By Elliott West
“It was a surreal moment but I feel like even talking about it is giving them airtime they don’t deserve because they are just idiots. What are they trying to gain from what they have done? I am sure there are better ways to get their point across.”
Mark Allen
A protester pours powder onto the snooker table. Photograph courtesy of Metro.
Introduction
Over the years, a snooker match has been stopped by a water leak or a stray streaker but I have never witnessed the shocking scenes that occurred at this year’s World Championship. I have always thought that snooker events had pretty stringent security measures with bag checks and body searches on members of the public before they can enter an event. For whatever reason, two individuals, a man and a woman managed to gain entry to the Crucible for the evening session matches between Robert Milkins and Joe Perry and between Mark Allen and Fan Zhengyi. The usual deathly silence of matchplay was rudely interrupted when the man and woman appeared from the audience and ran onto the Crucible stage, both wearing white t-shirts with a Just Stop Oil logo on them.
Crucible Drama
As millions watched, the female protester tried to launch herself towards the table involving the match between Allen and Zhengyi with an aim of attaching herself to the table with glue. Her attempt failed, thanks to the swift action of the Belgian referee Olivier Marteel who pounced on her at the right moment, thwarting her efforts by restraint and escorting her off the stage. However, on the other side of the table partition, a more bizarre event played out as the man managed to evade the grasp of security and the referee, hoisting himself onto the table. As all who watched, especially Joe Perry and Robert Milkins watched in shocked amazement, the man stood up on the snooker table and produced a bag with something in it. Out of the bag, came a brown, chalky powder which cascaded onto the table like a ploom of smoke, turning the green baize into a temporary dust bowl, littered with slightly less colourful snooker balls.

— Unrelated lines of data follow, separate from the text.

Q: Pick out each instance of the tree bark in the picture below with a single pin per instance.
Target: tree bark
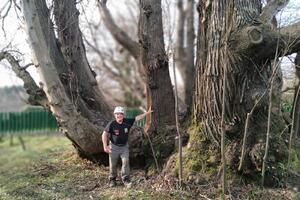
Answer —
(296, 103)
(155, 62)
(252, 44)
(76, 74)
(190, 55)
(85, 136)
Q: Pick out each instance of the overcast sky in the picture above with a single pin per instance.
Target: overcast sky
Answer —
(15, 34)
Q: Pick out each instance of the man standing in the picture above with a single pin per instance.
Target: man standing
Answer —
(116, 132)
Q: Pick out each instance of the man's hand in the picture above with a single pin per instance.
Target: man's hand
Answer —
(107, 149)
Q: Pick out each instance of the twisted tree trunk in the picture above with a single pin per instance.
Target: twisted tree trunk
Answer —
(67, 79)
(155, 62)
(252, 41)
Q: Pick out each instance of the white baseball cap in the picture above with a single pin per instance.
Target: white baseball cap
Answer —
(119, 109)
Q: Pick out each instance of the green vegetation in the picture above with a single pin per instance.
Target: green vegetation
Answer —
(51, 169)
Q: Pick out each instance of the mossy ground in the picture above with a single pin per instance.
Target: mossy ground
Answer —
(50, 169)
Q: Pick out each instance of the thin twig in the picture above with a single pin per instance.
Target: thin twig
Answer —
(177, 123)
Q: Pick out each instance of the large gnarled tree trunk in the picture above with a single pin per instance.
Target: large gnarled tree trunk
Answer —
(67, 80)
(155, 62)
(238, 35)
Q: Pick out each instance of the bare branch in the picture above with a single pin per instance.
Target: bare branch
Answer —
(37, 95)
(271, 9)
(260, 41)
(117, 32)
(292, 30)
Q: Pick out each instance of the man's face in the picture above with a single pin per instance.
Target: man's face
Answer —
(119, 117)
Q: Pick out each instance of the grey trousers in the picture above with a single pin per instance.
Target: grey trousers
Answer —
(116, 153)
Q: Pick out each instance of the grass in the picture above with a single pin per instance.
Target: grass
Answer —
(50, 169)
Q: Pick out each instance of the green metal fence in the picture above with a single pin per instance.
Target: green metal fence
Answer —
(37, 119)
(33, 119)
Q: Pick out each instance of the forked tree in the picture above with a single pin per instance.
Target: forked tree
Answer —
(239, 40)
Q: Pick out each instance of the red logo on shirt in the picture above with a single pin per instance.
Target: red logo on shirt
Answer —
(116, 131)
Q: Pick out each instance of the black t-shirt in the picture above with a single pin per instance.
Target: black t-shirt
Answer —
(119, 132)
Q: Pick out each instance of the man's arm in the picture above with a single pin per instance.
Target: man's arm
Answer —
(141, 116)
(105, 142)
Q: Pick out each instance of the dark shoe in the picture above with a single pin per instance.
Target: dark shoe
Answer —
(127, 183)
(112, 183)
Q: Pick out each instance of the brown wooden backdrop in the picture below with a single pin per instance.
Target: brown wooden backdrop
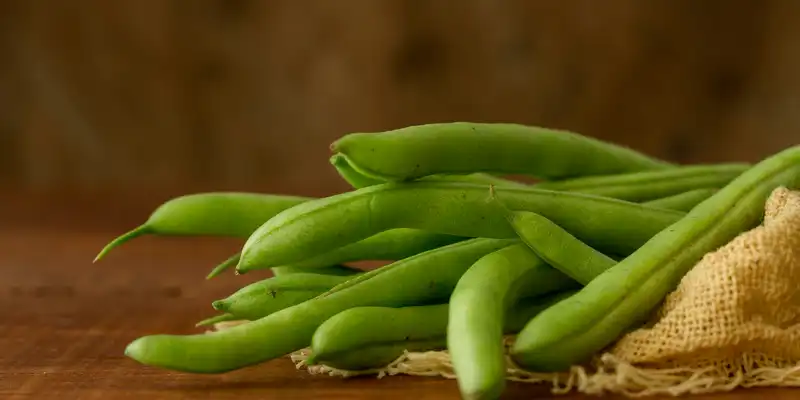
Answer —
(215, 94)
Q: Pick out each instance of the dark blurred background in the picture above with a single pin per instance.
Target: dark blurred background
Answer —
(154, 98)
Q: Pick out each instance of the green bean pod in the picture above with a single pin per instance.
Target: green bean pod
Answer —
(459, 209)
(233, 214)
(338, 270)
(224, 317)
(427, 278)
(559, 248)
(649, 185)
(390, 245)
(682, 201)
(268, 296)
(463, 147)
(573, 330)
(334, 270)
(365, 338)
(350, 175)
(358, 181)
(478, 306)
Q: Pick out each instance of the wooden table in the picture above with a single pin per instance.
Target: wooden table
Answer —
(66, 321)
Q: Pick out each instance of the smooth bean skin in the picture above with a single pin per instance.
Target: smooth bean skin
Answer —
(573, 330)
(335, 270)
(464, 147)
(459, 209)
(649, 185)
(339, 270)
(358, 181)
(224, 266)
(365, 338)
(268, 296)
(559, 248)
(350, 175)
(224, 317)
(389, 245)
(234, 214)
(477, 313)
(427, 278)
(682, 201)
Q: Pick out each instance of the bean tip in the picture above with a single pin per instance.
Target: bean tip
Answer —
(138, 231)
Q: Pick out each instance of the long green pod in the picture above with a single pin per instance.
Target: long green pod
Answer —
(268, 296)
(224, 317)
(335, 270)
(426, 278)
(358, 180)
(350, 175)
(683, 201)
(478, 306)
(364, 338)
(390, 245)
(559, 248)
(464, 147)
(234, 214)
(573, 330)
(459, 209)
(649, 185)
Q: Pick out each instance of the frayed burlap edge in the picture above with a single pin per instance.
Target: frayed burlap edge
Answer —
(607, 374)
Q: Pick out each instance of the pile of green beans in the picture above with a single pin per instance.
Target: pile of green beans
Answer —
(568, 263)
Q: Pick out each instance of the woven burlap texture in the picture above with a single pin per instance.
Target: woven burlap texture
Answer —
(734, 321)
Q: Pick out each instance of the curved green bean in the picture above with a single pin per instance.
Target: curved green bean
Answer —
(559, 248)
(358, 181)
(268, 296)
(463, 147)
(350, 175)
(209, 214)
(224, 266)
(334, 270)
(682, 201)
(460, 209)
(340, 270)
(390, 245)
(224, 317)
(364, 338)
(573, 330)
(427, 278)
(649, 185)
(477, 311)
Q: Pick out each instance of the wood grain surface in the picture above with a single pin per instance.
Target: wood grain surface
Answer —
(139, 93)
(64, 321)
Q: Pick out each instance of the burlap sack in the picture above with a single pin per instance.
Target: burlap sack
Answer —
(733, 321)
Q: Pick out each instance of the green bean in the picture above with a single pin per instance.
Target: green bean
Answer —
(209, 214)
(573, 330)
(558, 247)
(459, 209)
(358, 181)
(224, 317)
(463, 147)
(225, 265)
(682, 201)
(339, 270)
(427, 278)
(649, 185)
(390, 245)
(364, 338)
(335, 270)
(477, 311)
(265, 297)
(350, 175)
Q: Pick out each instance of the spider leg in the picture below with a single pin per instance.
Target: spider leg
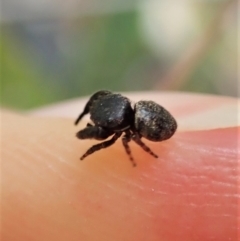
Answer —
(94, 132)
(125, 139)
(101, 145)
(137, 139)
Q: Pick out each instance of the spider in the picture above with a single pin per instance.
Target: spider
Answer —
(113, 115)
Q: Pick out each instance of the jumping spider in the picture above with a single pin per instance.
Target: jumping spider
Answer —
(113, 115)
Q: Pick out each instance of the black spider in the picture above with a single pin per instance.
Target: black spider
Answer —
(112, 115)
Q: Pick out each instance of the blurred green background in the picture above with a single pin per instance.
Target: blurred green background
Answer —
(55, 50)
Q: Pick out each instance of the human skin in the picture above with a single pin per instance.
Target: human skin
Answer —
(191, 192)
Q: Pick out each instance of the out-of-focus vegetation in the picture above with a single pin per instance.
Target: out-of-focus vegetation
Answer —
(50, 58)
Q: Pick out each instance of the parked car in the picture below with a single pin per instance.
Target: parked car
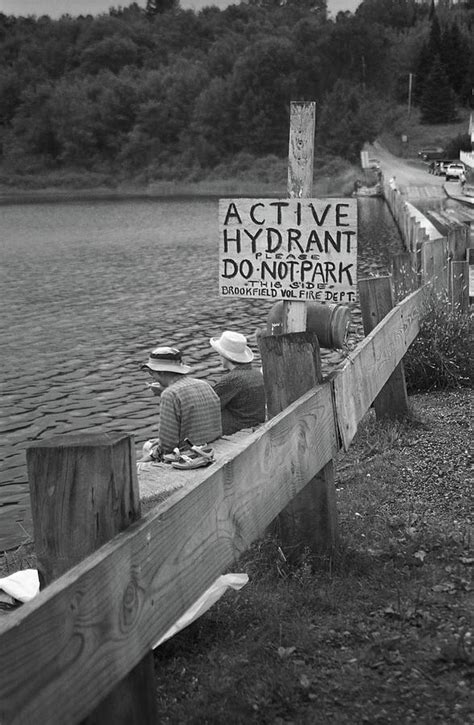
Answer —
(441, 166)
(374, 164)
(455, 170)
(432, 153)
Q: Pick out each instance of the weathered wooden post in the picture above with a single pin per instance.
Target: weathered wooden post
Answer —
(84, 491)
(376, 301)
(458, 244)
(292, 365)
(404, 277)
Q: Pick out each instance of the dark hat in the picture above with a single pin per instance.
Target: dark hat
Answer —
(167, 359)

Following the eventual removal of this individual, the cleanup began with staff frantically trying to get proceedings underway again. This involved all hands on deck with even Rob Walker, the Master of Ceremonies, rolling up his sleeves and grabbing the Crucible hoover to suck up the large amount of dust on the table. This isn’t the first time that the Just Stop Oil group has infiltrated a sporting event with protesters have already attached themselves to goal posts during a number of Premier League football matches. Thankfully this particular protest didn’t last too long and Yorkshire Police later released a press statement to say that a 30-year-old man and a 52-year-old woman had been arrested on suspicion of criminal damage as a result of the incident.
Afterthoughts
In the UK, we pride ourselves on our democratic society, the right to free speech and to protest and I strongly support these rights but unfortunately, some protest groups including the Just Stop Oil group feel the need to go to extreme lengths to champion their cause. The mindless action by this particular group at the World Championship is frankly pathetic. It is obvious why they chose this particular sporting event to highlight their cause, especially with global television eyes heightened for this snooker tournament, the highlight of the snooker calendar. What these protesters fail to realise is the amount of work it takes to get this event off the ground. The theatre has to be transformed into a snooker stage with riggers and table fitters setting up the lighting, miles of cables and the expensive snooker tables that have to be assembled in multiple pieces.
As a result of their destructive antics, this protest group has ruined an evening for anyone who was lucky enough to have a ticket, potentially damaged the cloth of a snooker table and produced a sporting news headline for the wrong reasons. No sport needs this type of distraction and it breaks my heart to see sporting events used as a soft target to promote a particular cause. Yes, protest but do it another way because these mindless action just blight sport for the wrong reasons.